In his separate blog below, Daniel provides a good summary of the birds which are currently on show at Mersehead. In addition, a male Siskin is occasionally popping by the bird feeders at the Visitor Centre and I’m sorry to say I missed the male Sparrowhawk taking a bird from the feeders earlier in the week. Sorry in both senses.
Good numbers of Lapwings (approximately 60) are still out on the fields with smaller numbers of Curlew.
Photo - Andy Hay, (RSPB Images]
However, it’s the creepy crawlies which are out in abundance.
Green-veined Whites, Ringlets, Meadow browns and Common blues were all out taking advantage of the sun early in the week. Keep an eye on the verges and hedgerows for the first three of these but they shouldn’t be too hard to spot as they flit from one flower to another. The common blues were only seen on the sand dunes amongst the marram grass and if one hadn’t landed on a flower directly in front of me and closed its wings, I’d have struggled to identify it from the flash of blue that went past me.

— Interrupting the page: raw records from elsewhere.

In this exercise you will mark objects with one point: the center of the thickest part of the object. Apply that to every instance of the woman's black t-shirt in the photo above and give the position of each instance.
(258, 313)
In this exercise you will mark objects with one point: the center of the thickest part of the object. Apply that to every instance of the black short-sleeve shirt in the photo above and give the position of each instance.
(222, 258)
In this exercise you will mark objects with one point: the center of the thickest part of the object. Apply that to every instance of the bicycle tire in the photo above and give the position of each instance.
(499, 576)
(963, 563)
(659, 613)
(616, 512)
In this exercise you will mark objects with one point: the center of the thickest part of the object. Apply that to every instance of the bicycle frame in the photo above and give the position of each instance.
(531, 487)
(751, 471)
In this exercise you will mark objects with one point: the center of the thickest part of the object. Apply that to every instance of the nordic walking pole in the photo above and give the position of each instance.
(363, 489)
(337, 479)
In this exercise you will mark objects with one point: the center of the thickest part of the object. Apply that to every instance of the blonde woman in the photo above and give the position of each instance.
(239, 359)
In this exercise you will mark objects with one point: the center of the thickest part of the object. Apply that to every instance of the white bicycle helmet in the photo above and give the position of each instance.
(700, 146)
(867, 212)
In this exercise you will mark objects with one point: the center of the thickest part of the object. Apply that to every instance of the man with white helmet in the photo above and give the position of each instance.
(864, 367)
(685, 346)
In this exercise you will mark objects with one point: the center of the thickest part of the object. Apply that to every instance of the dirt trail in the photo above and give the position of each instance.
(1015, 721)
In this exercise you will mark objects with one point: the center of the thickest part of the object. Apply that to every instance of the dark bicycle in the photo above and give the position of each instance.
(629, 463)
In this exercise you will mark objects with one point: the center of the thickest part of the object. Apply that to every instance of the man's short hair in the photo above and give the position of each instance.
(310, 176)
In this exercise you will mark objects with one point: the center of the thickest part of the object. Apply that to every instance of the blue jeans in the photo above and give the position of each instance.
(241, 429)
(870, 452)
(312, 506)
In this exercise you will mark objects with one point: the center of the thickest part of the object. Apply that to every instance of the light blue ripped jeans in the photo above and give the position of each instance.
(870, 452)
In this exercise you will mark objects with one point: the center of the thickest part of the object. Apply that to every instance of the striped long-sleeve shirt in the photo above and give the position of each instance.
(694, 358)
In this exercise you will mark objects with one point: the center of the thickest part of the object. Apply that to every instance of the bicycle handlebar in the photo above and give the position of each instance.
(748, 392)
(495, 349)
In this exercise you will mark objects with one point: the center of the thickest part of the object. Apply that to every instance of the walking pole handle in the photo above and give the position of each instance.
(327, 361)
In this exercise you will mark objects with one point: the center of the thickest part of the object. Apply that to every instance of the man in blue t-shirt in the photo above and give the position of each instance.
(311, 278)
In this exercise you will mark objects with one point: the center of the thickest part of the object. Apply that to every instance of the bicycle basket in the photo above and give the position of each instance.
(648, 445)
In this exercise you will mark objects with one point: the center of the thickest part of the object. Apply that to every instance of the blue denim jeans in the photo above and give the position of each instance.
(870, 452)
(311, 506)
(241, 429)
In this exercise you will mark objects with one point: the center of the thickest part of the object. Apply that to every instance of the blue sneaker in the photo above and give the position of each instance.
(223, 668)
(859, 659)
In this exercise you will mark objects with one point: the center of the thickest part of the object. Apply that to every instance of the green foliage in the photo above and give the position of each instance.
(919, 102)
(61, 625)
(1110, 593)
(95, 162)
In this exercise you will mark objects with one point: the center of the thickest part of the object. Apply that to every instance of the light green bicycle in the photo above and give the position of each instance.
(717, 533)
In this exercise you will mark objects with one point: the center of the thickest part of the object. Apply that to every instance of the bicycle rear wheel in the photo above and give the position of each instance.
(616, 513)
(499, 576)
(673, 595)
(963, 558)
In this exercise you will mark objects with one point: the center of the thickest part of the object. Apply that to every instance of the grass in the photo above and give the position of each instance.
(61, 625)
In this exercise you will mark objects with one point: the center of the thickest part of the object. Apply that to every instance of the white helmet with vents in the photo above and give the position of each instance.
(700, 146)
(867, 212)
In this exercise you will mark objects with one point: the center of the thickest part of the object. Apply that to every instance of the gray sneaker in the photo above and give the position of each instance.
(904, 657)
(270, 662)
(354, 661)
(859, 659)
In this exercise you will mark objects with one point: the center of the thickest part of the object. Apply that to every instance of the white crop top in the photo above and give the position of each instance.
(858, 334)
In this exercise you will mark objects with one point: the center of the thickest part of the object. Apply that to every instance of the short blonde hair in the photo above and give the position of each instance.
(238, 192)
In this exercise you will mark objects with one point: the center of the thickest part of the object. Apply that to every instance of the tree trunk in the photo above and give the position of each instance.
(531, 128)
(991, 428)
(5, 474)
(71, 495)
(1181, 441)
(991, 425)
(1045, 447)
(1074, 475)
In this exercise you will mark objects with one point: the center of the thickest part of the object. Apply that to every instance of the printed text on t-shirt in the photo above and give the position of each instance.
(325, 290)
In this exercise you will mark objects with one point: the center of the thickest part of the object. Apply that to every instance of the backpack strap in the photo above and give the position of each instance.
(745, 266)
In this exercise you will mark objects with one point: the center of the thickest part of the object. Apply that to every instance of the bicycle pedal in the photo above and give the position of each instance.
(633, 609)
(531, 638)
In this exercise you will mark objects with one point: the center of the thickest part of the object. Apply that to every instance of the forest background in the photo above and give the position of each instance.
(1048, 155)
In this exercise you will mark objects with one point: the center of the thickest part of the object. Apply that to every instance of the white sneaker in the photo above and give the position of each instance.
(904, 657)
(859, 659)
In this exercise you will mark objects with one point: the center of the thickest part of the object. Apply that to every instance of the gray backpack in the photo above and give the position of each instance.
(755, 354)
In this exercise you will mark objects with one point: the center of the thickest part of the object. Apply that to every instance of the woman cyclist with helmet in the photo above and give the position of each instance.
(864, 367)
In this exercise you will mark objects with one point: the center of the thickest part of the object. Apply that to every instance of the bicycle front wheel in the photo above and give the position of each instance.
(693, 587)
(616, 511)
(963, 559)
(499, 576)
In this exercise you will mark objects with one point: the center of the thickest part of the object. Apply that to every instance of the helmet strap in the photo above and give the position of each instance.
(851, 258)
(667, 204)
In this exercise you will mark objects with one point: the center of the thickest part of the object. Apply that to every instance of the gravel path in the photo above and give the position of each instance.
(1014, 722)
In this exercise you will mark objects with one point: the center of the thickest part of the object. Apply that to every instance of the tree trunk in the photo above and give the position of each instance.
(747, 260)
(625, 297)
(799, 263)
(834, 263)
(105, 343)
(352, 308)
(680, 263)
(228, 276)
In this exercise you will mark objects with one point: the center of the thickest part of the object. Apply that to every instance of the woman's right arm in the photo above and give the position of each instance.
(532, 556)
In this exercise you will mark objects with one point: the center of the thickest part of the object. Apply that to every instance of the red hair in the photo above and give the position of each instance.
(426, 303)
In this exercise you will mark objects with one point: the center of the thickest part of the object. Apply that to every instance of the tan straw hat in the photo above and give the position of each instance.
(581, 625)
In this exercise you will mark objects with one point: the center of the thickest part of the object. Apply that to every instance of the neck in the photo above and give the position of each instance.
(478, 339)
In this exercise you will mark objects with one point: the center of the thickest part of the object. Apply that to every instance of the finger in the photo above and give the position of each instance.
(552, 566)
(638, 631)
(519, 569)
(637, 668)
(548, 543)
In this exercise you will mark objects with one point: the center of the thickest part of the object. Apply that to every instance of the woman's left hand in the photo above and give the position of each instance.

Also spotted during a break in the rain were good numbers of cinnabar moth caterpillars munching away on their favourite food, ragwort.
While we didn’t get the larger moths, or many, in our moth trap earlier in the week, we did see four Brown-line Bright-eye and one Lunar Yellow Underwing. We’ll be trying again next week so will keep you updated of our discoveries.
While sweeping the hides today I spotted this little jumping spider (possibly a Zebra spider – but if you have any better idea’s please let us know) with a fly in its mouth. It must have just caught the fly as it was still wiggling, though not for long. Luckily it stayed still just long enough for me to get this photo.